As odorous as it is, the postal plebiscite on marriage equality still smells like progress, writes long-time same-sex marriage campaigner Brian Lau.
Australia’s 45th Parliament has given it a roadmap to marriage equality. Having campaigned for marriage equality for over a decade, I have seen the twisting highs and lows. My heart has jumped more hurdles of hope and despair than I can remember, having to piece together factional party politics, union interests, business group pressure, religious groups, et al, to ultimately understand the narrative that so far finishes at ‘not now, but soon’.
For me, this experience has reinforced the idea that as member of a minority, you do not come to politics, but are born into it.

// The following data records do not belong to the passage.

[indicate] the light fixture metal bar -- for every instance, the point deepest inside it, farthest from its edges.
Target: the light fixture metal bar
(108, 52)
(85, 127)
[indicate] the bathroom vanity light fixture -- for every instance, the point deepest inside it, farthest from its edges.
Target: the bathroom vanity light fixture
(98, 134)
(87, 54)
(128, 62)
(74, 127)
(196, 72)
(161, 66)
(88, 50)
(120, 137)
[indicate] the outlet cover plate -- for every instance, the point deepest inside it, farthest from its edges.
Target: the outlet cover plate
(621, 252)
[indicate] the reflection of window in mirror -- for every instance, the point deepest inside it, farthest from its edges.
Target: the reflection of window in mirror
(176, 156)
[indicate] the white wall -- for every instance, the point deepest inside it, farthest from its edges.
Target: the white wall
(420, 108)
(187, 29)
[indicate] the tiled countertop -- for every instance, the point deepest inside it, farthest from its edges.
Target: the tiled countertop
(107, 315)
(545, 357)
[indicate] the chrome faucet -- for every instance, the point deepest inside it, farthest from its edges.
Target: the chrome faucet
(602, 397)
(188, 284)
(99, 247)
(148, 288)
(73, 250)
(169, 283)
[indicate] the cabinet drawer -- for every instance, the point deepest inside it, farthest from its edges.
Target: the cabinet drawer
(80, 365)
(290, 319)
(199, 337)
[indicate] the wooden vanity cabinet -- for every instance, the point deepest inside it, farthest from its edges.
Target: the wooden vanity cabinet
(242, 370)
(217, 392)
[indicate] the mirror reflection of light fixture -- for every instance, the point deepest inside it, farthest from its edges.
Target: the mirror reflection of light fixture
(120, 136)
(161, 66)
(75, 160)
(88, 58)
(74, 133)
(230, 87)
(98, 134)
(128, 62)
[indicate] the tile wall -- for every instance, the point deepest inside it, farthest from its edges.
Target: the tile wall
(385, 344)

Countless inches of print and online op-ed columns have been dedicated to the merits on either side of this issue. You, the reader, will be aware of this by now, and so I will instead focus on giving you the lived experience of my 10 years on the marriage equality frontline.
The proposed plebiscite, with the contingent postal-vote, is nothing more than a mud map, dirt smeared and blurry, from my Prime Minister’s Faustian pacts and wanting leadership.
Disappointingly though, I resigned myself to see it as a step forward, because at its conclusion, we will finally put to rest the Turnbull Government’s obsession with needing to test out what others think about my right to marry the person I love.
My hope is that once this is done, we will finally respond to the real issue at hand, which is this: should two people who love each other, be given the right to marry in this country.
Numerous polls asking this question show more Australians than not are ready to follow in the footsteps of all the other western democracies to allow same-sex marriage. From where I see it, we are ready and we are willing.
Instead, the Turnbull Government’s actions demonstrate their beliefs that it’s the Australian voters’ right to have a say over their fellow Australians’ lives. That the gay and lesbian community should be opened up to a public dissection of our lives, our loved-ones, and our hopes and aspirations.
It’s offensive to me that this Government believes Australians would find this an acceptable way to treat each other. While I won’t pre-empt how respectful the coming marriage equality conversation will be, I see it as counter to Australia’s values that you don’t judge a mate for what brings them happiness, so long as it doesn’t hurt another.
The added insult to the injury is that the Turnbull Government never sought the gay and lesbian community’s views on whether we wanted to be put under the microscope in this way.
I accept, however, that these considerations are not the main game. The Turnbull Government has laid out its plan to compel Australia to decide this matter. I have made peace with that, and offer you, the reader, this advice between now and November.
Please register or update your voting details on the electoral roll. Don’t miss out on your right to change the course of this country’s destiny.
Get informed on this issue. Wherever you approach this topic from, remember you are ultimately responsible for the happiness of your fellow Australians when you vote. Please respect that.
Be considered and respectful in how you debate the merits of marriage equality. Always remember that there is a ‘someone, their family, and their feelings’ at the end of each argument.
Get involved. Please start having conversations with your friends, family and community about why this issue matters, and how they can express their view through their votes.
To the gay and lesbian community, this is not the end. No matter what happens in November, we will continue the fight.